Contro questa forma di leucemia maligna si sono sviluppate terapie che permettono un tasso di sopravvivenza abbastanza considerevole, portando i bambini alla guarigione nella quasi totalità dei casi. I farmaci utilizzati sono la vincristina, il prednisone e l’idarubicina o, in sostituzione, l’adriamicina. In combinazione viene anche utilizzata la L-asparaginasi. Se la LLA è positiva al cromosoma Philadelphia, circa 1/3 dei casi, vengono impiegati in prima scelta inibitori delle protein-chinasi come imatinib (Gleevec) , dasatinib (Sprycel), nilotinib (Tasigna); altri farmaci sono in via di sperimentazione pre-clinica. A tale trattamento si sono affiancati altri, fra cui la cosiddetta terapia di consolidamento, in cui i farmaci somministrati sono methotrexate e la citarabina (ARA-C). In alternativa alle antracicline in passato era usata anche l’amsacrina.

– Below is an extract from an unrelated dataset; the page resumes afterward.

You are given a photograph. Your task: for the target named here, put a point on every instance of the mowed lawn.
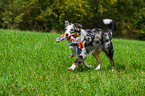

Trapianto di midollo osseo

Il trapianto di midollo con somministrazione in precedenza di chemioterapia ad alte dosi e talvolta TBI per preparare la persona all’infusione del sangue midollare del donatore, è una valida terapia per i pazienti ad alto rischio che non hanno risposto alla terapia tradizionale. Tuttavia, non è una procedura sempre attuabile a causa del basso numero di donatori.

Prognosi e sopravvivenza

La prognosi cambia a seconda dei casi. L’età, ad esempio, incide notevolmente sulla sopravvivenza della persona affetta da tale tipo di leucemia: essa peggiora notevolmente in soggetti che hanno superato i cinquanta anni. Altri fattori da tenere in considerazione sono la quantità leucocitaria, la morfologia dei blasti e la risposta della persona al trattamento. Le recidive sono rare tra i bambini, il 60/70% degli adulti va incontro a una ricaduta; la sopravvivenza alle recidive varia dallo 0% al 30% in casi di recidiva dopo i 5 anni.